Через зал тянулся узкий стол, небрежно сколоченный из досок и покрытый длиной застиранной скатертью. За столом сидели человек тридцать отдыхающих. Все они молча ели, разлитый по тарелкам борщ. Андрей тоже сел на свободный стул и стал есть вместе со всеми. Борщ на удивление оказался вкусным. Справа от него расположился пожилой мужчина без ноги, на костылях. Он сухо кивнул Кольцову и представился:

– Меня зовут Иваном Арнольдовичем. Я хирург. Получил осколочное ранение, вот друг и ампутировал, – развел он руками. – Теперь здесь, как инвалид, уже почитай второй месяц. Как за операционный стол встану? Нога-сука так и болит. Сколько раз сам ампутировал, а не знал, что потом так все подло.

У Андрея пропал аппетит. Напротив него сидел молодой худощавый врач. У него были какие-то проблемы с почками. Рядом был пожилой терапевт с желтухой.

Андрей вдруг усовестился собственной хандры.

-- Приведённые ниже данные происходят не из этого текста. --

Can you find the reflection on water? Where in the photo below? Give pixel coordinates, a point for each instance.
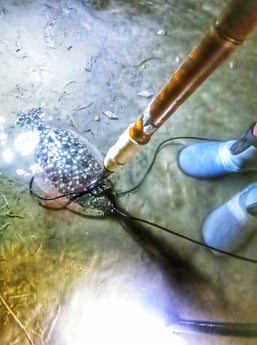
(67, 279)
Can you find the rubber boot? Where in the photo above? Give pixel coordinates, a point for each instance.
(231, 225)
(211, 159)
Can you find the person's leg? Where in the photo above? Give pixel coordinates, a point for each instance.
(232, 224)
(211, 159)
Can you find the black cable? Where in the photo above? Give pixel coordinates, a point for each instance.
(159, 148)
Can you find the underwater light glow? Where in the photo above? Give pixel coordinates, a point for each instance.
(8, 155)
(25, 143)
(115, 322)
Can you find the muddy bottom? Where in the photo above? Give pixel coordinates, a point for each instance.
(69, 279)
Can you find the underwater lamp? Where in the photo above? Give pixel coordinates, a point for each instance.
(229, 31)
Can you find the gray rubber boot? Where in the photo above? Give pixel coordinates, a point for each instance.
(231, 225)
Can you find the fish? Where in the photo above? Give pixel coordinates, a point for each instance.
(71, 167)
(69, 164)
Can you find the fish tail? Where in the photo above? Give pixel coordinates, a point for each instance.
(32, 119)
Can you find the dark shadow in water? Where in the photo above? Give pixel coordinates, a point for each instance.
(181, 275)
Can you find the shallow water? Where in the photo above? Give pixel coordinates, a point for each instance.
(74, 280)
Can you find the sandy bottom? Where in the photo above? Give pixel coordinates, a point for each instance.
(66, 279)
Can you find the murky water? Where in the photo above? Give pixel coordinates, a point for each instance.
(68, 279)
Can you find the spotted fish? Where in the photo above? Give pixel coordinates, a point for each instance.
(70, 163)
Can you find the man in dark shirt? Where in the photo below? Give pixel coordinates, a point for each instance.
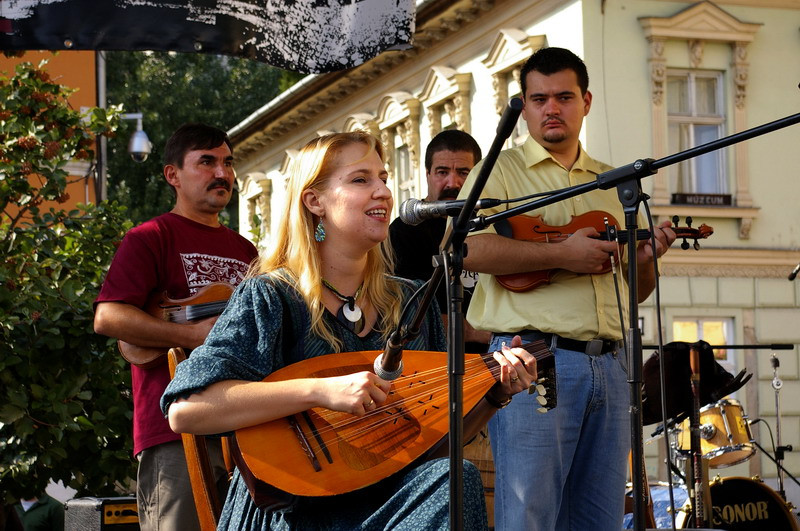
(178, 253)
(449, 158)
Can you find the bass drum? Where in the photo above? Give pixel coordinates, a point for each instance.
(744, 504)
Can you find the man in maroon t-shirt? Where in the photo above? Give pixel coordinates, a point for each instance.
(177, 253)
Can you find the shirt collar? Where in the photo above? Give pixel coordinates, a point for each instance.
(535, 154)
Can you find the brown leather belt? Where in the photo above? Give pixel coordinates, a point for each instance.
(593, 347)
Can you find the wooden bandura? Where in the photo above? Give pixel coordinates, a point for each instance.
(320, 452)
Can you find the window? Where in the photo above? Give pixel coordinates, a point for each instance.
(695, 116)
(402, 168)
(713, 330)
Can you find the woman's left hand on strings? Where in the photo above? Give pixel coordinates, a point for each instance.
(517, 368)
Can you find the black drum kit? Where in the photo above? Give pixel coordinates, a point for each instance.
(711, 436)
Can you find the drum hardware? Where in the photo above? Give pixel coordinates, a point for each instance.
(707, 431)
(730, 441)
(699, 492)
(744, 504)
(777, 384)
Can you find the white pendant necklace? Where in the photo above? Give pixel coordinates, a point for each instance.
(350, 313)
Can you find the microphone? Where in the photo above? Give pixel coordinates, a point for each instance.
(794, 272)
(389, 365)
(415, 211)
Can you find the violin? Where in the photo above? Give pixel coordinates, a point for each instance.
(534, 229)
(209, 301)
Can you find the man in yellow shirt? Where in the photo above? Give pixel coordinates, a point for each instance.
(565, 469)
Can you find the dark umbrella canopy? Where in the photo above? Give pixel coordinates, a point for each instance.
(301, 35)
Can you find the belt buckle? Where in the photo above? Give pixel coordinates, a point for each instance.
(594, 347)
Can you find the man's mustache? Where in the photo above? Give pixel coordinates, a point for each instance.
(551, 118)
(219, 183)
(449, 193)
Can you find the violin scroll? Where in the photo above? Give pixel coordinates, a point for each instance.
(689, 233)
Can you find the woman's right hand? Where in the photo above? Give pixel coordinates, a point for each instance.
(355, 393)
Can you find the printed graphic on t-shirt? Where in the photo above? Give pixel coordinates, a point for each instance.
(203, 269)
(469, 279)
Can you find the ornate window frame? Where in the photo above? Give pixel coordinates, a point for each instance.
(398, 116)
(255, 189)
(696, 25)
(510, 49)
(446, 90)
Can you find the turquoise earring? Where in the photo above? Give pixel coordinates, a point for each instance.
(319, 232)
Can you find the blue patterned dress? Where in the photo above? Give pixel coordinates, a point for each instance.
(245, 344)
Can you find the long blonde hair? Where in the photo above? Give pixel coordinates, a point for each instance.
(295, 256)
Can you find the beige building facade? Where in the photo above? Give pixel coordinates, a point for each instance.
(666, 76)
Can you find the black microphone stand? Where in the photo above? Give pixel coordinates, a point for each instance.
(451, 260)
(627, 180)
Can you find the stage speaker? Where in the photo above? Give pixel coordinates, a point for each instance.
(93, 514)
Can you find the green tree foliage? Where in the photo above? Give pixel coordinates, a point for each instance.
(171, 89)
(64, 405)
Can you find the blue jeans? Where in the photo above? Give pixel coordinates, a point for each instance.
(565, 469)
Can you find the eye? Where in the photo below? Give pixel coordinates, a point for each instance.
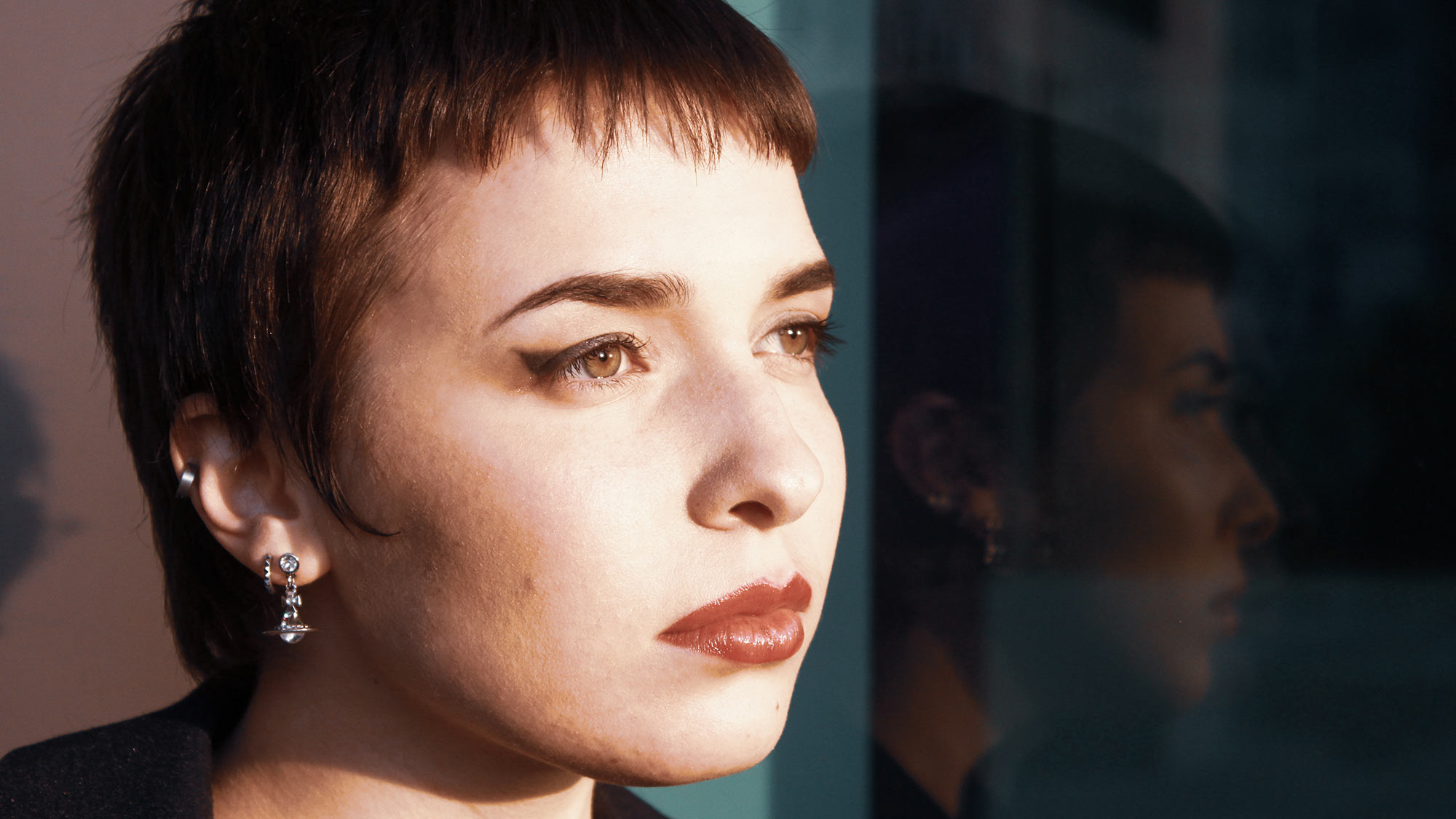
(598, 363)
(601, 359)
(1198, 403)
(807, 340)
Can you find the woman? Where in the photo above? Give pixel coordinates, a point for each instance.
(486, 334)
(1064, 510)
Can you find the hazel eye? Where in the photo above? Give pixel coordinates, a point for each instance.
(602, 362)
(804, 340)
(797, 340)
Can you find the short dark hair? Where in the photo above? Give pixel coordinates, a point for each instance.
(245, 170)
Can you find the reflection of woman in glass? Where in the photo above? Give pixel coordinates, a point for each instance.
(1059, 554)
(491, 328)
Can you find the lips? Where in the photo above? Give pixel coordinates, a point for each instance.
(1227, 611)
(755, 624)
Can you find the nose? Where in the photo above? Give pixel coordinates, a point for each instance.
(759, 471)
(1253, 513)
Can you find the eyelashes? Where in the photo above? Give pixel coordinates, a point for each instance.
(611, 359)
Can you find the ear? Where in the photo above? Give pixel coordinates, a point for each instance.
(253, 500)
(944, 452)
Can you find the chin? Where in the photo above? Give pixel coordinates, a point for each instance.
(719, 735)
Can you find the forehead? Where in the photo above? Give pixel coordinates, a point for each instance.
(557, 209)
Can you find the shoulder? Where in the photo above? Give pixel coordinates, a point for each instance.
(155, 765)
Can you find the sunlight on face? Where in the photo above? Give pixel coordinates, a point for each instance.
(590, 410)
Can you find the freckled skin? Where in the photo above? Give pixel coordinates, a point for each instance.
(547, 529)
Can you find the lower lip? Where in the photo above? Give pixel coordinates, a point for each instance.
(1227, 620)
(746, 638)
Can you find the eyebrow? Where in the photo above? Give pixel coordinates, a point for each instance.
(609, 290)
(657, 290)
(803, 279)
(1219, 368)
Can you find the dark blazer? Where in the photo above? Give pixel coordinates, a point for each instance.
(161, 765)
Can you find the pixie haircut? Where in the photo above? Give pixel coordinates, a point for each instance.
(244, 177)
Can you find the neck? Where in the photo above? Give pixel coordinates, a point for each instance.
(928, 717)
(344, 745)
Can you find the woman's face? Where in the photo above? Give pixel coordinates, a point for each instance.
(1157, 502)
(589, 410)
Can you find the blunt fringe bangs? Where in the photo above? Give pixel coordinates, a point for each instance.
(244, 174)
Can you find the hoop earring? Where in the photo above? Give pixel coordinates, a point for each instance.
(186, 480)
(290, 630)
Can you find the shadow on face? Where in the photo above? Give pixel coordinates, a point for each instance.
(23, 461)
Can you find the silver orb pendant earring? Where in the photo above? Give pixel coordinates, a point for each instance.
(290, 630)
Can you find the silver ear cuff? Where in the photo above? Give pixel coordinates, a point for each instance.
(186, 480)
(290, 628)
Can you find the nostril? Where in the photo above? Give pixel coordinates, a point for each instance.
(755, 513)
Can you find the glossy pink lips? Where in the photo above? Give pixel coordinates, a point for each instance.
(756, 624)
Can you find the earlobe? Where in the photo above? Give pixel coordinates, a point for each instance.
(944, 452)
(253, 499)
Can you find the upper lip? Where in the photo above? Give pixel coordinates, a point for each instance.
(1228, 599)
(758, 598)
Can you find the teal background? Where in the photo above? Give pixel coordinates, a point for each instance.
(822, 765)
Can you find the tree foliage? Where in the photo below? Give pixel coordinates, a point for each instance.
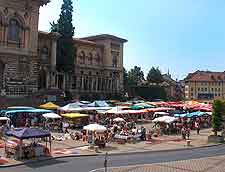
(65, 46)
(135, 76)
(154, 76)
(217, 115)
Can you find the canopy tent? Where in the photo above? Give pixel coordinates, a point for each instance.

"Ну, ничего, искупаюсь в море, отосплюсь и поеду в Феодосию раньше. Нечего тут среди инвалидов обретаться. Руки, ноги – целы. Чего бога гневить?" – думал он.

– Все перше зьили? – раздался ласковый голос поварихи. – Давайте пани свои тарилки, я вам друге положу. Сьегодни в нас картопля та котлетки.

Андрей, почувствовал, как сзади к нему прильнуло теплое тело мягкой хохлушечки.

– Давайте свою тарилку. Котлетки добри.

– Картошки положи, а котлету себе оставь, – улыбнулся Андрей, мягко перехватив повариху за руку.

Она удивленно захлопала длинными ресницами темных глаз.

– Як це? Треба исти, шоб поправиться.

– Я итак поправлюсь, без котлет, – рассмеялся он.

Когда все отдыхающие и больные поели и разбрелись по своим комнатам на послеобеденный сон, Кольцов скользнул в сторону кухни.